Premièrement, le VIH/sida ne tue pas et les personnes séropositives encore moins. Cette maladie se traite et, pour votre information, il n’y a qu’un seul cas répertorié dans l’histoire du Québec dans lequel on a démontré qu’il y avait eu transmission de manière délibérée. Contrairement à ce qui est véhiculé dans la série produite par Aetios Productions inc et diffusée par CBC/Radio-Canada, les PVVIH sont la majorité du temps des victimes. Elles font régulièrement l’objet de discrimination, de stigmatisation et intimidation.
En plus de la décrier comme «une tueuse en série», on mentionne également que les PVVIH sont une menace pour la «sécurité publique» ou encore «un danger pour la santé publique». La quotidienne écrite par Luc Dionne a rejoint 1,2 million de personnes lors de la diffusion de son premier épisode de la présente saison. Il est consternant pour un organisme œuvrant pour la cause du VIH/sida de constater qu’on aborde cet enjeu de façon aussi peu rigoureuse dans une réalisation qui a cette portée auprès de la population du Québec. Sans compter que l’ensemble de cette controverse a eu lieu moins d’une semaine suivant la Journée mondiale du sida (1er décembre) est d’autant plus frustrant.
Il est extrêmement décevant pour le BLITSS et l’ensemble des organismes œuvrant pour la cause du VIH/sida, d’entendre de tels propos sur nos réseaux télévisés alors qu’on éprouve de la difficulté à transmettre la bonne information au grand public.
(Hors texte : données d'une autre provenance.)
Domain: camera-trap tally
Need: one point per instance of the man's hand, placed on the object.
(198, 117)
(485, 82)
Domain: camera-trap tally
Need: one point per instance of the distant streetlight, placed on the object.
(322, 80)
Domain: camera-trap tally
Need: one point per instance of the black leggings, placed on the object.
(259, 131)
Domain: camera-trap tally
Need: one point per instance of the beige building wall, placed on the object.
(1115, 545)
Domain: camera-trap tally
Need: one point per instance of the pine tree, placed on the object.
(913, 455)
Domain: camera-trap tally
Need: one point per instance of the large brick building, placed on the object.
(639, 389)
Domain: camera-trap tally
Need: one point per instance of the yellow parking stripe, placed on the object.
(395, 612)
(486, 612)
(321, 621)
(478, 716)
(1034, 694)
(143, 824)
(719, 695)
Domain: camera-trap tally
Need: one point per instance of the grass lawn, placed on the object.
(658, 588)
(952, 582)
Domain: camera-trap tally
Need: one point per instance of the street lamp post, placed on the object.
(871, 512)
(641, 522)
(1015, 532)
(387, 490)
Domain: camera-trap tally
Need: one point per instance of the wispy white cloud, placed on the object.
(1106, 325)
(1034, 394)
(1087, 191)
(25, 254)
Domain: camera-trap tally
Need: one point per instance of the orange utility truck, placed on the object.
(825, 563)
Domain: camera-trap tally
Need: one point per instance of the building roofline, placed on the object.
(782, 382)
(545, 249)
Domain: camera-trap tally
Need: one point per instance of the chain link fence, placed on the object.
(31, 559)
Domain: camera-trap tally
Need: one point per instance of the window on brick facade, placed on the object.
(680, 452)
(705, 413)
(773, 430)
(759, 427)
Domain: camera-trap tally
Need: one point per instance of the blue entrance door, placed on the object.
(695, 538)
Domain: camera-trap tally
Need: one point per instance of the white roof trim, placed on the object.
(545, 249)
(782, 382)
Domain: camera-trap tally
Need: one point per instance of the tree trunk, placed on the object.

D’autant plus qu’ICI Radio-Canada est une société d’État. Il s’agit donc d’un canal de diffusion publique qui a une responsabilité supplémentaire à l’endroit de ses téléspectateurs. La véracité des informations qui y sont transmises doit d’être irréprochable, puisque la population en est le principal bailleur de fonds.
C’est avec un goût amer que nous avons rédigé cet article. Le mouvement de lutte visant à enrayer la discrimination, la stigmatisation et la criminalisation des personnes vivant avec le VIH commence tout juste à faire des gains sur la scène nationale. Nous parlons ici de plusieurs années d’efforts acharnés qui ont peut-être été balayés du revers de la main en quelques secondes par un récit fictif qui a abordé des enjeux réels de façon inexacte, inappropriée et avec négligence. Nous considérons que c’est le genre d’événement qui peut sérieusement nuire à la prévention du VIH/sida, puisqu’il a été clairement démontré que la criminalisation, la stigmatisation et la discrimination ont un effet négatif sur le dépistage; ça, c’est un danger pour la santé publique.